Harry Haller leaves a manuscript of his strange and wonderful inner and outer life to the nephew of his landlady – then disappears.

In the first few pages of Steppenwolf, the nephew tells us of his short time spent with the strange, sad, and brilliant lodger he so admires, but finds impossible to understand. Then, ‘we’ get to read the whole of Haller’s manuscript to ourselves. But is it real? Or is Haller simply a brilliant fantasist?

Harry is not happy. Harry is us.

Harry Haller believes he is half wolf. This is explained to us in dream-states, a magic theatre, and in conversations with the woman he needs to fall in love with and then – kill.

Suicidal, Harry meets Hermione and everything changes. She tells him he takes life way too seriously and teaches him to dance to music he hates. She also finds him a lover in the prostitute, Maria.

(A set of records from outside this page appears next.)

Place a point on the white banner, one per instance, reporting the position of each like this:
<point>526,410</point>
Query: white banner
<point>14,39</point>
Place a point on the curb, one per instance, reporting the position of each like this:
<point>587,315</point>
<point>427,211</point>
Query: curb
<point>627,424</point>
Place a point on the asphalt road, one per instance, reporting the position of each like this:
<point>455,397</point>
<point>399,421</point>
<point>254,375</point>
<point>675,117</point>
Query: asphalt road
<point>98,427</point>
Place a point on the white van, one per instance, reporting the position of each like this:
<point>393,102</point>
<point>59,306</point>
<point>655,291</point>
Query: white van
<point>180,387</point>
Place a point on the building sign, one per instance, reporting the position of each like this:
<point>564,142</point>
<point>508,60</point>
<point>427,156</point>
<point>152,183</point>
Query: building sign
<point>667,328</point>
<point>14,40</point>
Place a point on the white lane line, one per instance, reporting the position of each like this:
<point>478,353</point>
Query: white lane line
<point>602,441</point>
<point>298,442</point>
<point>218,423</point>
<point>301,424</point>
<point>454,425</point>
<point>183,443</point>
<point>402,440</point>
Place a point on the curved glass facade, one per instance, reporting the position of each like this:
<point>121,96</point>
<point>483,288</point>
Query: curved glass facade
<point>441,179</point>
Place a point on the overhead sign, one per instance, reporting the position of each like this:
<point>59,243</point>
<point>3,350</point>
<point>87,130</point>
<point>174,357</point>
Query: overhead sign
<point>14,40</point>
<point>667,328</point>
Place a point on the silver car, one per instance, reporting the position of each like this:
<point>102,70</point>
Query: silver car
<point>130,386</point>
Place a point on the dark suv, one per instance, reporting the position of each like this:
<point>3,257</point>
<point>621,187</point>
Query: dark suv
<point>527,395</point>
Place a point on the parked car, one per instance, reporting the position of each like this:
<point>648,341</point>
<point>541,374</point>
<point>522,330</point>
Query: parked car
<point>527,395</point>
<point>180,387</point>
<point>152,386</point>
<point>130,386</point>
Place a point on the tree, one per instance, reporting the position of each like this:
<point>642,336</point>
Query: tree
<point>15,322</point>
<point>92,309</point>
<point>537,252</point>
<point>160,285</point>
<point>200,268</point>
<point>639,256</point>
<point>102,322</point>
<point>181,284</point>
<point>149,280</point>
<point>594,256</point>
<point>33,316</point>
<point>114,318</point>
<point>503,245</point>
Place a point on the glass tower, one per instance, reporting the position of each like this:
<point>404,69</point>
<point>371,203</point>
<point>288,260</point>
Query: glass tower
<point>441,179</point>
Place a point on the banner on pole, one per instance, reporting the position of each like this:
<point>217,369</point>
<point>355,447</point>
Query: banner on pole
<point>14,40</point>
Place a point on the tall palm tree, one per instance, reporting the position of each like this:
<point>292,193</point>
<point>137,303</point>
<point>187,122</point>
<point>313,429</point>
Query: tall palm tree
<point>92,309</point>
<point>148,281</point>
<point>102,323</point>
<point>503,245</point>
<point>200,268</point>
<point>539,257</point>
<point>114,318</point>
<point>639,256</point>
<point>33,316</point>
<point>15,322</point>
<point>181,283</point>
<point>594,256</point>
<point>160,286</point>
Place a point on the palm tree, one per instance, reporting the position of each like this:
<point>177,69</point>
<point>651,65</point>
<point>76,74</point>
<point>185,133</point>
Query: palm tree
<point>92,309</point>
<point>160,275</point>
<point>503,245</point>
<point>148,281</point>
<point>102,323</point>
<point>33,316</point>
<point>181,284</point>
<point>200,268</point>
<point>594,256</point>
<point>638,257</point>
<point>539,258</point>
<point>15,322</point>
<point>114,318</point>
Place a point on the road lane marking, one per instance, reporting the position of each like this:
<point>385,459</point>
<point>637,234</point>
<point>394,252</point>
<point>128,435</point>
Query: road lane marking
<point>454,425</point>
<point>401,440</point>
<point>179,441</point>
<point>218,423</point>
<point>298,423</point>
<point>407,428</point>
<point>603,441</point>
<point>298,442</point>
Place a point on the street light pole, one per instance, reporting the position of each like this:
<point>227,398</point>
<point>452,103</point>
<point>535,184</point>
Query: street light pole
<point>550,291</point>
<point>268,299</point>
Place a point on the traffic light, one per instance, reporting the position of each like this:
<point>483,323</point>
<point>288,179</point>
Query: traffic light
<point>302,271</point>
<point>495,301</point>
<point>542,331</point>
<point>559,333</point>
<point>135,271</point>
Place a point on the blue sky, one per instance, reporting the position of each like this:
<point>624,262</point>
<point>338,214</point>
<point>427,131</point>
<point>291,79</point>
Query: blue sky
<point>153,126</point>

Every hour of every day, the wolf had ripped the meat and chewed the bones from the important parts of his academic, social and romantic life. It snarled and sniggered at his every thought and action, making him insular, self-doubting, and often suicidal.

But now he dances to jazz music with every woman in the room. He has learned to smile and enjoy himself.

But it never lasts.

Can Hermione save him from himself and keep him alive? Will he ever be free of his Steppenwolf? Can he save himself from himself?

I loved this book so much. More than my meagre ramblings can explain. I’m glad I read it before being hit by a bus, or decapitated by a speeding fin in a sharknado. Because you just never know!

Read it now – just in case!

Cold Water, by Gwendoline Riley

Day 1,840

Its been a while. I’m going to be writing regularly here in the next week or two. I’ve been working on some recovery posts, and various non-fiction, simply to kick-start my writing in general. But I’ve been reading a lot. I’ll post a few mini reviews until then.

I read this amazing debut from Gwendoline Riley when it was first published in 2002, and I’ve been reading everything she’s written ever since. It blew me away!

Carmel McKisco is a 20-year-old barmaid drifting aimlessly though the grey and rainy wastes of Manchester, navigating around the people who come in and out of her life. That’s pretty much the book, really. At only 150 pages she packs a lot into a little.

Like all her books, it’s a slice of life at a certain point in time. Not much happens, except everything. Her descriptions of a dreary Manchester at the end of the 1990s, the bars, the clubs, the second-hand bookshops and the people who inhabit them are written like a Russian master in All Star and Mary Jane’s shoes.

All Gwendoline’s books are slim, but they are filled with the swirling universes and black holes of life. She’s serious, sassy and funny (sometimes in the same sentence).

She was around 20 years old and working in a Manchester bar when she wrote this. It’s not rocket science to guess that she drew from her own experiences.  At such a very young age her prose is startlingly mature and brilliant. And with every book she gets better. My Phantoms her latest novel is a masterclass of prose writing.

I’ve realised from many reviews of her books, you either adore her work or hate it. There doesn’t seem to be middle ground. She’s been praised and slaughtered in equal measures.

I love all her work and Cold Water was written by a northern genius in the making.

As always, my words fall short of describing how brilliant she is. Read her. She won’t take up much of your time.